Projections show that the effect of climate change in Africa will not be uniform over the region. The region is extremely vulnerable to climate change because of poverty, a high pre-existing disease burden, fragmented health services, and water and food insecurity. More comprehensive information is urgently needed for the southern African region to estimate the health risks from projected future changes in climate.
Prisons and the TB time bomb
The USA has 5% of the world’s population but a quarter of its incarcerated population (much of it drug-related). South Africa also has an appalling prison record, with the fourth-highest global incarceration rate. Johnstone-Robertson and colleagues analyse the prison population at a Western Cape prison5 and, by applying epidemiological modelling, come to some sobering conclusions about South African prisons and their potential to affect the health of the entire community.

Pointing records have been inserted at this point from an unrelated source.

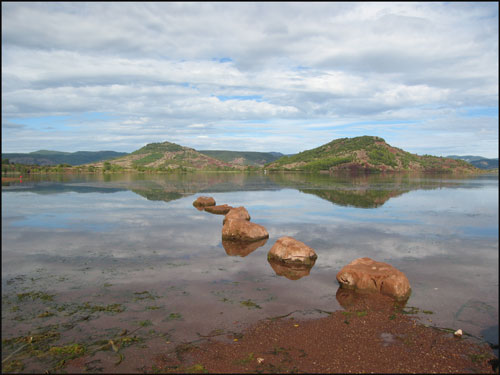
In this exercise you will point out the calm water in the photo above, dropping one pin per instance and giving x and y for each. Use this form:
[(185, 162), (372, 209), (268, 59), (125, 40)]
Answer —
[(87, 258)]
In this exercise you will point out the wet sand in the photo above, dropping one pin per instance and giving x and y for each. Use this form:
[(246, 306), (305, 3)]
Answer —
[(369, 336)]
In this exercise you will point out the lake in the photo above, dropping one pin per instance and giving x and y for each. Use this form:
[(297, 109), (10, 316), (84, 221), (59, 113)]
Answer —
[(87, 259)]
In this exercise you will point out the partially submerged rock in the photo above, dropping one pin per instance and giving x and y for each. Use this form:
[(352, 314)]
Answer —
[(218, 210), (204, 202), (292, 271), (239, 213), (357, 300), (368, 275), (289, 250), (243, 230), (242, 248)]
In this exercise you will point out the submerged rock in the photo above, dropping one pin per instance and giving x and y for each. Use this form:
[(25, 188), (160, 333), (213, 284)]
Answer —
[(243, 230), (289, 250), (239, 213), (218, 210), (242, 248), (368, 275), (292, 271), (358, 300), (204, 202)]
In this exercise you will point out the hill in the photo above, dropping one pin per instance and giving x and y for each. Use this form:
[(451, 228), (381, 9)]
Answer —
[(243, 157), (47, 157), (168, 156), (477, 161), (366, 154)]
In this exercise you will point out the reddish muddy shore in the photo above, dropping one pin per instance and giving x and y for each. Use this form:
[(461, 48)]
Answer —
[(363, 338)]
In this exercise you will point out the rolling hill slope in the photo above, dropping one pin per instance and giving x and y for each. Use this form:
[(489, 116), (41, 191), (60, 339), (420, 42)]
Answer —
[(168, 156), (243, 157), (366, 153)]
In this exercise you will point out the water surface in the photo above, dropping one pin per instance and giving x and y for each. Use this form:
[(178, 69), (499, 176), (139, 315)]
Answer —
[(89, 257)]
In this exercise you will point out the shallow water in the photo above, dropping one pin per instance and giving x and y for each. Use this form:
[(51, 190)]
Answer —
[(89, 257)]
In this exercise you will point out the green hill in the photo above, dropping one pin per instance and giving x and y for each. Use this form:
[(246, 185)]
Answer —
[(168, 156), (477, 161), (47, 157), (366, 154), (243, 157)]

Prisons have a high burden of tuberculosis (TB), with overcrowding, lack of ventilation and poor prevention practices dramatically increasing transmission risks. The study showed that conditions prevailing in a South African prison are extremely conducive to ongoing transmission of TB. Crowding, substandard living conditions and a poorly functioning prisons TB control programme all contribute to high TB transmission risks. The conditions in which awaiting-trial prisoners are confined fall far below international (and our own national) standards for incarceration. This has important implications for the broader society.
The authors address practical points about improving the conditions of prisoners that would diminish the likelihood of the spread of diseases. However, not addressed in the paper is the importance of giving attention to measures that could reduce our prison population (including reconsidering our drug policies).

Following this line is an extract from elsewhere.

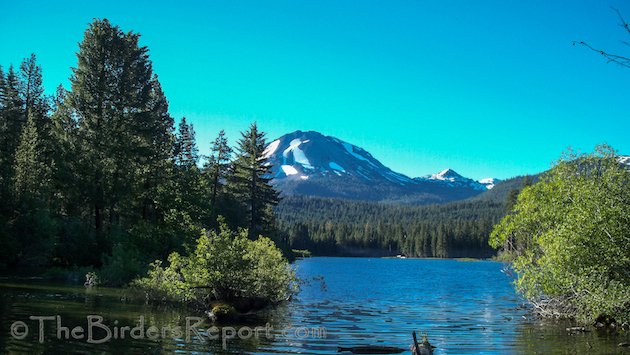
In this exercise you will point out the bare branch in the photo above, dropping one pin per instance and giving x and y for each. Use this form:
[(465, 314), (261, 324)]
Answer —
[(611, 58), (623, 23)]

Reducing necrotising enterocolitis
Necrotising enterocolitis (NEC) is an acute gastro-intestinal emergency occurring almost exclusively in preterm low-birth-weight infants. Joolay et al. demonstrate how simple measures can effectively reduce the occurrence of this serious condition.6
NEC carries a high mortality and morbidity in affected infants and was the cause of death of 10% of very low-birth-weight deaths in a South African tertiary neonatal unit. Its aetiology is uncertain but is almost certainly multifactorial, including prematurity and infection.

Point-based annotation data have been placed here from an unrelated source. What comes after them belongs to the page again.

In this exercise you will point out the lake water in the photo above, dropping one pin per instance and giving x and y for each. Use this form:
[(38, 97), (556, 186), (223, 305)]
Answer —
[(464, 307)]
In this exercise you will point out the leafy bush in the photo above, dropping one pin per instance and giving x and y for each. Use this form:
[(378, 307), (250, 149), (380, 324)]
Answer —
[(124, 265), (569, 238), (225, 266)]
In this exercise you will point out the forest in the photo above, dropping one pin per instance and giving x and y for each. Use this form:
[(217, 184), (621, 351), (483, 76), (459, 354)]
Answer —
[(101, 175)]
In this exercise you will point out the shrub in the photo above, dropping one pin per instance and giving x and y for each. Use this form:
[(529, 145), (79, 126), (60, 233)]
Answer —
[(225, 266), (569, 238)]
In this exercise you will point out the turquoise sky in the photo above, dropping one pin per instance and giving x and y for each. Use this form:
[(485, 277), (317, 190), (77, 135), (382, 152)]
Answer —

By various strategies (earlier introduction of breastmilk feeds and substantially more donor breastmilk; pasteurisation of breastmilk of HIV-positive mothers; and introducing sterile, ready-to-use infant formula) the authors substantially reduced the NEC rates in their unit.
1. Bateman C. Vital foreign-qualified doctors face xenophobia. S Afr Med J 2011;101:788-792.
2. Bateman C. Focus on the ‘how’ and start piloting NHI now – former UK health chief. S Afr Med J 2011;101: 784-786.
3. Myers J, Young T, Galloway M, Manyike P, Tucker T. A public health approach to the impact of climate change on health in southern Africa – identifying priority modifiable risks. S Afr Med J 2011;101:817-820.
4. Myers J, Young T, Galloway M, Manyike P, Tucker T. Responding to climate change in southern Africa – the role of research. S Afr Med J 2011;101:820-822.
5. Johnstone-Robertson S, Lawn SD, Welte A, Bekker L-G, Wood R. Tuberculosis in a South African prison – a transmission modelling analysis. S Afr Med J 2011;101:809-813.
6. Joolay Y, Rhoda NR, Tooke L, Horn AR, Harrison MC. A reduction of necrotising enterocolitis at Groote Schuur Hospital nursery. S Afr Med J 2011;101:806.